I'm going to take this PR over from @ph <3

[brandond]

My (wildly divergent at this point) fork has been working well for the last year or so. The design goals may be a bit different though.

[jordansissel]

@brandond Good info! I'll take a look at your fork (https://github.com/brandond/logstash-input-s3/tree/simple-sincedb, right?) and see what I can combine here.

[brandond]

@jordansissel Yep, that's the latest.

The design goal for my fork was to 'tail' multiple prefixes. We have a bunch of stuff streaming into various buckets from multiple accounts. Within each bucket, files are created with an ///// structure. Under each / prefix, files are guaranteed to be created with ascending names - so you can 'tail' that prefix by remembering what object you last processed out of that prefix, and asking the S3 API to list everything after it. The plugin discovers top-level prefixes down to a configurable depth at startup, and then stores both the prefix and the name of the last processed object in the SinceDB.

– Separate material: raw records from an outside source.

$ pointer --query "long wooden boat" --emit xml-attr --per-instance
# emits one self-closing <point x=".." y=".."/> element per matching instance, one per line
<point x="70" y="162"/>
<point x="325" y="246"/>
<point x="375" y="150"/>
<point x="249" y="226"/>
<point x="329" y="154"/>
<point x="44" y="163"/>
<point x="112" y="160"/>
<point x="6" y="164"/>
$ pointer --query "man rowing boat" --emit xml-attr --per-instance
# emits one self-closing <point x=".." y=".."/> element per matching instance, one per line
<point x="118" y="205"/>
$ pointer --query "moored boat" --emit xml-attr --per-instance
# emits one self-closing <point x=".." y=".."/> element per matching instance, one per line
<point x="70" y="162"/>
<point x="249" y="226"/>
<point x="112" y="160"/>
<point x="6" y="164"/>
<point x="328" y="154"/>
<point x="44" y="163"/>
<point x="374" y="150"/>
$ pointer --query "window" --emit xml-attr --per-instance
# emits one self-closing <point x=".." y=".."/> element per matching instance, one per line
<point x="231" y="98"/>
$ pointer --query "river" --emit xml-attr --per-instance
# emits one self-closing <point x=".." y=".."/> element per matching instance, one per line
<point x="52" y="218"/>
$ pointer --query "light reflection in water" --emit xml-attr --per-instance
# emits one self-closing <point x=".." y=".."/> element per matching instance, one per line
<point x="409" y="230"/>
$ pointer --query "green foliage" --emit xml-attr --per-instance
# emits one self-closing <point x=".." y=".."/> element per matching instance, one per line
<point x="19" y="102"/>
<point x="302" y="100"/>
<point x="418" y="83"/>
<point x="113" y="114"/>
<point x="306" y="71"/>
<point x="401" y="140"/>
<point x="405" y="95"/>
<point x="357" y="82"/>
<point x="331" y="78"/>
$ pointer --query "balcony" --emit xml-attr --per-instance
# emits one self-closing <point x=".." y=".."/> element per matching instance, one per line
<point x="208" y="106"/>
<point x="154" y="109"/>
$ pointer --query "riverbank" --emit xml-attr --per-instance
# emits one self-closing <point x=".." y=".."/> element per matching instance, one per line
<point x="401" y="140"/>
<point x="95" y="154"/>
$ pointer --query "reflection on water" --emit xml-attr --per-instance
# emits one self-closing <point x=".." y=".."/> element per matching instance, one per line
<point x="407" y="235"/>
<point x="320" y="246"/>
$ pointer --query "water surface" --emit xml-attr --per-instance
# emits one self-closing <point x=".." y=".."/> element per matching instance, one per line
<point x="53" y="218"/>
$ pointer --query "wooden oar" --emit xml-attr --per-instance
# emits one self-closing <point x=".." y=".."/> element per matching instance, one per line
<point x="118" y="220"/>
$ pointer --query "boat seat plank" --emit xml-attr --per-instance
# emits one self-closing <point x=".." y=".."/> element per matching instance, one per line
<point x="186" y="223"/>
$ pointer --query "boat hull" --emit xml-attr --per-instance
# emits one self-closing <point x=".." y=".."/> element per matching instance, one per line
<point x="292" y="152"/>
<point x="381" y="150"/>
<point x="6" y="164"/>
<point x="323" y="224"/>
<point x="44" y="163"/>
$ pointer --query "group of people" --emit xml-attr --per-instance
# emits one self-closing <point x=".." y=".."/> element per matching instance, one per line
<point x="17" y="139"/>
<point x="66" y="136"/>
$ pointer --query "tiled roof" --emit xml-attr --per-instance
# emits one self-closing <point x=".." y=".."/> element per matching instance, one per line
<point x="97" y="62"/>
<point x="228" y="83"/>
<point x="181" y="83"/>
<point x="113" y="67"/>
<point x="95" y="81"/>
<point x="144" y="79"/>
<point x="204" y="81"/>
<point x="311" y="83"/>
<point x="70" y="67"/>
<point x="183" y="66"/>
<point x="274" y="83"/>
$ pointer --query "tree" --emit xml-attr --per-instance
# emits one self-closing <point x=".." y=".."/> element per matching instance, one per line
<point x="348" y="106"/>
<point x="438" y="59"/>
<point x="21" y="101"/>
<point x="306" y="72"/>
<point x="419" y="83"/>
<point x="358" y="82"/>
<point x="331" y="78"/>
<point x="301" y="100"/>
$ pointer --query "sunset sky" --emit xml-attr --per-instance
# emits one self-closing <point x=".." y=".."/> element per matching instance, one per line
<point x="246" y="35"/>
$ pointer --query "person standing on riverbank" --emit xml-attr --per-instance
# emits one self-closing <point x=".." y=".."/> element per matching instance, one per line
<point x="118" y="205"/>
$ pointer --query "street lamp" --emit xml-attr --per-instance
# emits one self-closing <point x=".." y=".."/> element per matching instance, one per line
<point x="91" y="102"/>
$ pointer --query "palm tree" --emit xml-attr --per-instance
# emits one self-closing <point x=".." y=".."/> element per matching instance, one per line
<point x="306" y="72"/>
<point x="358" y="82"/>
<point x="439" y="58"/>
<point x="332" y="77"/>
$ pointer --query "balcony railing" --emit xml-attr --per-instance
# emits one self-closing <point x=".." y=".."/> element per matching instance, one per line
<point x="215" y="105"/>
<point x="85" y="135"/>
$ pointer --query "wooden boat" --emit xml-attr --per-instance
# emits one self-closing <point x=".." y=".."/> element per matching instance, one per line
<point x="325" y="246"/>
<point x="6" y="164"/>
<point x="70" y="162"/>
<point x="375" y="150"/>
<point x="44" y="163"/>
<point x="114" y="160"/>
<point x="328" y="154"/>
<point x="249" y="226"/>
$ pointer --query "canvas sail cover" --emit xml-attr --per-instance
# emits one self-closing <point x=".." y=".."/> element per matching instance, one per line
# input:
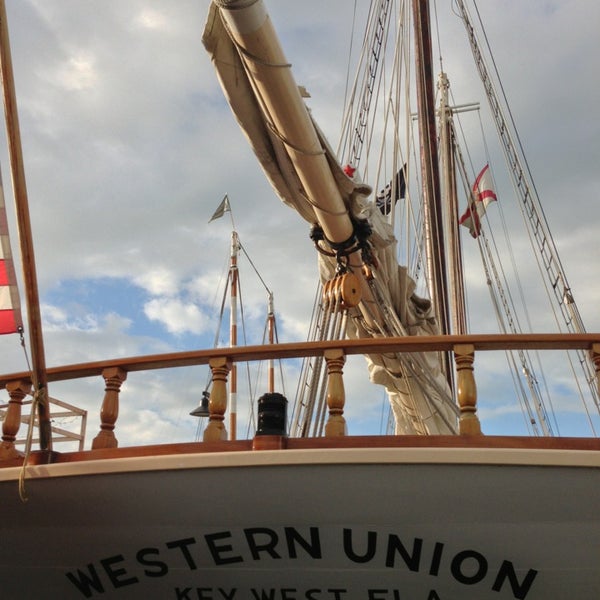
<point x="420" y="397"/>
<point x="10" y="306"/>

There is some basic multi-threading support. I'd intended to have it process prefixes in parallel, but right now it just works through them one at a time, sequentially assigning objects be processed by a configurable number of worker threads.

The handling of files that fail to process also needs work. Objects are failed after a fixed number of retries, and the SinceDB does not handle this well - it can cause it to grow out of control. I've only seen this happen once, but it did end up corrupting the DB file due to sheer size.

[ph]

I will close this PR, I have currently no time to push it forward. Feel free to make it your own.

[eherot]

Doing that as we speak. Thanks for the A+ framework though!